1.) Human­itäre Inter­ven­tio­nen im Wider­spruch zwis­chen dem Par­a­dig­ma der Sou­veränität von
Staat­en und der Uni­ver­sal­ität von Men­schen­recht­en

Inter­ven­tio­nen sind keine Erfind­un­gen des 20. oder gar erst des 21. Jahrhun­derts. Inter­ven­tio­nen fan­den als gewalt­same Ein­griffe in fremde ter­ri­to­ri­ale Hoheit­en schon statt, lange bevor über­haupt der Begriff des „Völk­er­rechts“ entwick­elt wor­den war. Inter­ven­tio­nen sind Teil kriegerisch­er Hand­lun­gen und damit Teil der Men­schheits­geschichte (1).
Aber es gibt eine recht neue Dimen­sion von Inter­ven­tio­nen; neu in der ihrer Legit­i­ma­tion und in ihrer Zielset­zung: Die human­itäre Inter­ven­tion. Definiert wird sie fol­gen­der­maßen: „In der völk­er­rechtlichen Entwick­lung ver­ste­ht man unter ein­er human­itären Inter­ven­tion die zwis­chen­staatliche Anwen­dung von Gewalt zur Gewährleis­tung bzw.

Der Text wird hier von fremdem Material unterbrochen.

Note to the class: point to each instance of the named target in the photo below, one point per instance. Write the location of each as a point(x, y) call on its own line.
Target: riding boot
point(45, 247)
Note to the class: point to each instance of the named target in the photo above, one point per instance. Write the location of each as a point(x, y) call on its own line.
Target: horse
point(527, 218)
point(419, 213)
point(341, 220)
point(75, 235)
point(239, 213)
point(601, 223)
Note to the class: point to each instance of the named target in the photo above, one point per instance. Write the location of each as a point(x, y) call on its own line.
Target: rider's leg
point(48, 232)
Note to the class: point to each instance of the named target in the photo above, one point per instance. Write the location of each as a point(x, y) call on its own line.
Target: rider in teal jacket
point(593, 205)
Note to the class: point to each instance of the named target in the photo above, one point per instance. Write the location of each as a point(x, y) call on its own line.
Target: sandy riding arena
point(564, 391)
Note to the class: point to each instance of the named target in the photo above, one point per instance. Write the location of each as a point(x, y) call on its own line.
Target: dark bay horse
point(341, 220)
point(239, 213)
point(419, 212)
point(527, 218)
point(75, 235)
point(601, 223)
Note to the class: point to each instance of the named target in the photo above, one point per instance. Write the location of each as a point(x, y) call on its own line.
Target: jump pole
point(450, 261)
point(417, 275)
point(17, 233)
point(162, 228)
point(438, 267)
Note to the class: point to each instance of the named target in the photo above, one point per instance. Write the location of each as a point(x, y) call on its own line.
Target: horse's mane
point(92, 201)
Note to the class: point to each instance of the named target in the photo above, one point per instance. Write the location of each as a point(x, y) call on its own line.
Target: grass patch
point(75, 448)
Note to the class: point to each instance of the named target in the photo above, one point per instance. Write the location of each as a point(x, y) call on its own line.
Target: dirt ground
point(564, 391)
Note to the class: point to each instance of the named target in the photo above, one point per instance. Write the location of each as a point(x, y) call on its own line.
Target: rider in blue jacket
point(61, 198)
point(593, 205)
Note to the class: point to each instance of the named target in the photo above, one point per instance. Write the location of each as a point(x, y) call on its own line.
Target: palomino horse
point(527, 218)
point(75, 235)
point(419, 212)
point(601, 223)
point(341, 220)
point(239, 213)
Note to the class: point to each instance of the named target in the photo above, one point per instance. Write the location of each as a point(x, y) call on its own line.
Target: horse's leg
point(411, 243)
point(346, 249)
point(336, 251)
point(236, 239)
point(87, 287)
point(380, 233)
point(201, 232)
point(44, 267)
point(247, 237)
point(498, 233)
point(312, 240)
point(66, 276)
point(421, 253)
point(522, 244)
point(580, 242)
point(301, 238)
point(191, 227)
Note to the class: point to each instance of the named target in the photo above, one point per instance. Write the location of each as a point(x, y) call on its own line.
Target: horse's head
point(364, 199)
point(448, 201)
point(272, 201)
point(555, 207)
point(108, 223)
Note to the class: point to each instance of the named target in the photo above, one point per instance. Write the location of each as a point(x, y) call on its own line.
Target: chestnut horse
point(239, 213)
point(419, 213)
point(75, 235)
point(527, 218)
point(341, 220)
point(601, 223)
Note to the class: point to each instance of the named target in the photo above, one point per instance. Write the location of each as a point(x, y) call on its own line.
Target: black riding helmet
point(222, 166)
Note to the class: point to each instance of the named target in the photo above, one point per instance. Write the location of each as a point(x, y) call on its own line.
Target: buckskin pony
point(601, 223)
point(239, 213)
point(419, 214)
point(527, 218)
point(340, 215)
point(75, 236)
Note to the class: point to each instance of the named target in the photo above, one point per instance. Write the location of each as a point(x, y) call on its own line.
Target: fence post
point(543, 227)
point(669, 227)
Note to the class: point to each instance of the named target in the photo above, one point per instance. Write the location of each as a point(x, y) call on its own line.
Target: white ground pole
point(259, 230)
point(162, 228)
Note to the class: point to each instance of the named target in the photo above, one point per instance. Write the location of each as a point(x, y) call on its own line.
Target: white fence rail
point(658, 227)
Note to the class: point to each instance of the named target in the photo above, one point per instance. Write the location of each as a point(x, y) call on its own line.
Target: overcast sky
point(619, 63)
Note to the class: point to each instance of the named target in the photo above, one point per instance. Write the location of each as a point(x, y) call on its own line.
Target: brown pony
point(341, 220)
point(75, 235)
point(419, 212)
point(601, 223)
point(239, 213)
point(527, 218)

Wieder­her­stel­lung der Men­schen­rechte in einem sou­verä­nen Staat“. (2)
Noch 1945 war in der Char­ta der Vere­inigten Natio­nen im Artikel 2 der Verzicht auf gewalt­sam-kriegerische Mit­tel( Zif­fer 4) und das Gebot der Nichtein­mis­chung in die inneren Angele­gen­heit­en der Staat­en (Zif­fer 7) fest­gelegt wur­den. Die ver­stärk­te Aufmerk­samkeit für Artikel 1 der UN-Char­ta und die dort und in der Präam­bel beton­ten Men­schen- und Frei­heit­srechte kann dann zum Zusam­men­stoß dieser bei­den Prinzip­i­en führen, wenn der Schutz der all­ge­meinen Men­schen­rechte infolge schw­er­er Men­schen­rechtsver­let­zun­gen nur durch den Ein­griff ins inner­staatliche Geschehen sichergestellt wer­den kann. (3) Dies hat eine Dilem­ma­ta Sit­u­a­tion zum Ergeb­nis, die eine sehr kon­tro­vers geführte völk­er­rechtliche und poli­tik­wis­senschaftliche Debat­te ange­facht hat, wann und inwieweit über­haupt human­itäre Inter­ven­tio­nen zuläs­sig sind bzw. was hin­ter diesem Phänomen steckt. Diese Form der Inter­ven­tion ist nach Beendi­gung des Kalten Krieges als Zeichen ein­er neuen sich entwick­el­nden gerecht­en Weltin­nen­poli­tik sowohl gefordert und vertei­digt, aber auch als Erschei­n­ung neokolo­nialer Macht­poli­tik ver­dammt wur­den (4). Macht­poli­tis­che und geostrate­gis­che, aber auch nor­ma­tiv-juris­tis­che und moralis­che Aspek­te und ihre kon­tro­verse Behand­lung zeich­nen diesen Diskurs aus, der für die weit­ere Gestal­tung der Inter­na­tionalen Poli­tik — angesichts der zunehmenden inner­staatlichen Kriege und failed states — von zunehmender Bedeu­tung sein wird (5). Allerd­ings ist diese Debat­te so neu nicht, wie man gern glauben kön­nte. Schon im 19. Jahrhun­dert zeich­neten sich erste Debat­ten über Human­ität und im Gegen­satz dazu über Sou­veränität ab, die auch ihre Quellen in ersten human­itär einge­färbten Inter­ven­tio­nen hat­ten. Der Griechis­che Unab­hängigkeit­skrieg (1821–1830) kön­nte dafür als Beleg gel­ten. Die europäis­chen Großmächte trotzten nach lan­gen bru­tal­en Kämpfen zwis­chen Griechen und Türken dem dama­li­gen Osman­is­chen Reich die Unab­hängigkeit eines griechis­chen Staates ab (6).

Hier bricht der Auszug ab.